We have mapped genome-wide in vivo DNA binding for the largest group to date of animal transcription factors acting in a given tissue at the same time. The work supports and extends our previous studies indicating that animal sequence-specific transcription factors bind in vivo across a quantitative continuum to highly overlapping regions close to a large percentage of genes [11, 31]. Highly bound genes include strongly regulated known and likely targets, moderately bound genes include unexpected targets whose transcription is regulated weakly, and poorly bound genes include thousands of non-transcribed genes and likely non-functional targets [9–11, 22, 31]. Factors with distinct biological specificities have highly overlapping patterns of binding. However, quantitative differences in binding to common targets generally correlate with each factor's known specificity, though these specificities appear to be more fuzzy and less distinct than commonly assumed, with a high proportion of shared targets. We propose that the broad DNA recognition properties of animal transcription factors and the relatively high concentrations at which they are expressed in cells focuses them to bind to highly overlapping sets of open chromatin regions. Our work illustrates that the qualitative analyses of in vivo DNA binding data that have widely been employed fail to reveal some of the most significant features of how transcriptional regulators behave in cells, and highlights the importance of a detailed quantitative interpretation of DNA binding patterns.
Materials and methods
In vivoformaldehyde crosslinking of embryos and chromatin purification
Embryos were collected in population cages for 1 hour, and then allowed to develop to the required stage before being harvested and fixed with formaldehyde . Embryo aging times were determined based on the transcription factor analyzed: for A-P maternal, gap, and terminal factors, as well as D-V maternal and a subset of D-V zygotic factors, including SNA and TWI, the embryos used were 2 to 3 hours old (mainly between late stage 4 and early stage 5), while for A-P pair rule, and the D-V zygotic factors, MED, MAD, and Schnurri (SHN), the embryos were 2.5 to 3.5 hours old (mainly at mid- to late stage 5). The chromatin used for immunoprecipation was isolated from the fixed embryos by CsCl gradient ultracentrifugation and then fragmented to an average size of about 700 bp.

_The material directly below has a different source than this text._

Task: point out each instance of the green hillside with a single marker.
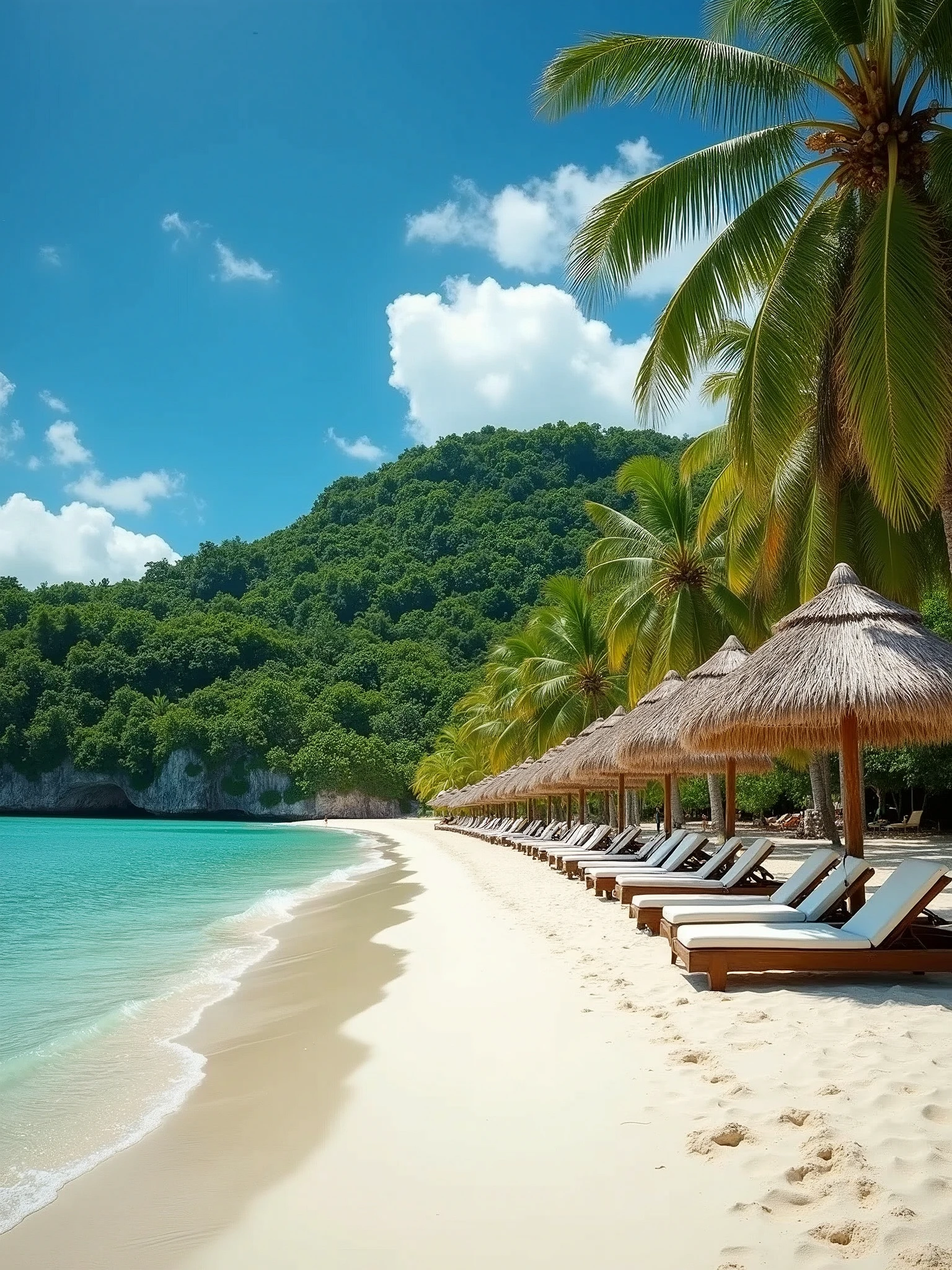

Affinity purified antibody production
All of the antibodies used were immunoaffinity purified from rabbit antiserum. The two anti-PRD antibodies, PRD 1 and PRD 2, were available from a previous study . The MAD and MED antisera were a generous gift from L Raftery , the RUN antiserum from E Wieschaus, and the TFIIB antibody from R Tjian. For other factors, antibodies were produced in rabbits immunized with recombinant His-tagged fusion proteins expressed and purified in Escherichia coli using the Invitrogen Gateway system. Rabitts were immunized with either the full length protein (Dichaete (D), HRY, SLP1, Daughterless (DA), DL, SNA, and TWI) or portions of the protein (TLL amino acids 110 to 259, SHN amino acids 1,617 to 1,750, and SHN amino acids 2115 to 2,279). Immunoaffinity purifications were performed using E. coli-expressed purified recombinant His-tagged proteins. The amino acid sequences used (listed in Table 2) were chosen to exclude regions with any significant homology to other Drosophila proteins, as previously described . Additional results demonstrating the specificity of the antibodies are provided in Additional data file 1.

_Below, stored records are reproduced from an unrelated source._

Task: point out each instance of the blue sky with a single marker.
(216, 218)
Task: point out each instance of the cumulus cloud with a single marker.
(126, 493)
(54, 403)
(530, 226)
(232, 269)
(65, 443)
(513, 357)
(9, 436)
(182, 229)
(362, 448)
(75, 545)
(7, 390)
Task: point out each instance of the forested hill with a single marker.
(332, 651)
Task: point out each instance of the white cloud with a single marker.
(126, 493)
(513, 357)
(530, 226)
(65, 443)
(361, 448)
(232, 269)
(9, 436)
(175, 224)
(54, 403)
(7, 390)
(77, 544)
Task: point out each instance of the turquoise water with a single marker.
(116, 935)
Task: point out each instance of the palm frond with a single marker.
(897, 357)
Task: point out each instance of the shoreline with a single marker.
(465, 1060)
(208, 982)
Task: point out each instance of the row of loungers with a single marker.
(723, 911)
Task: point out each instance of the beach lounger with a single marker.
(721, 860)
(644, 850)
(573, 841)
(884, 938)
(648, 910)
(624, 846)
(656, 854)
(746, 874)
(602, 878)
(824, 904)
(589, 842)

Chromatin immunoprecipitation and DNA hybridization to high density microarrays
Chromatin was immunoprecipitated and the resulting DNA was amplified and hybridized to Affymetrix Drosophila Genomic Tiling Arrays as previously described . For each antibody, duplicate immunoprecipitations were performed along with duplicate control IgG immunoprecipitations. These were each hybridized to separate arrays as were duplicate input DNA samples. All raw microarray data (CEL files) have been deposited at Array Express [E-TABM-736] . In addition, these and more processed forms of the data are available from the BDTNP's public web site, together with more detailed information about antibodies used and so on .
Primary array analysis
The data from the complete set of six arrays from each ChIP/chip experiment were processed using TiMAT  as described previously  to derive peak window locations, bound regions, 1% and 25% FDR thresholds for both the IgG and Symmetric null tests, and so on. Bound regions were associated with the gene (from release 4.3 of the D. melanogaster genome) whose 5' end was closest to the array intensity peak in the bound region. To identify the closest transcribed gene, the subset of release 4.3 annotations that completely overlap regions bound by RNA polymerase II in our ChIP-chip experiments was used.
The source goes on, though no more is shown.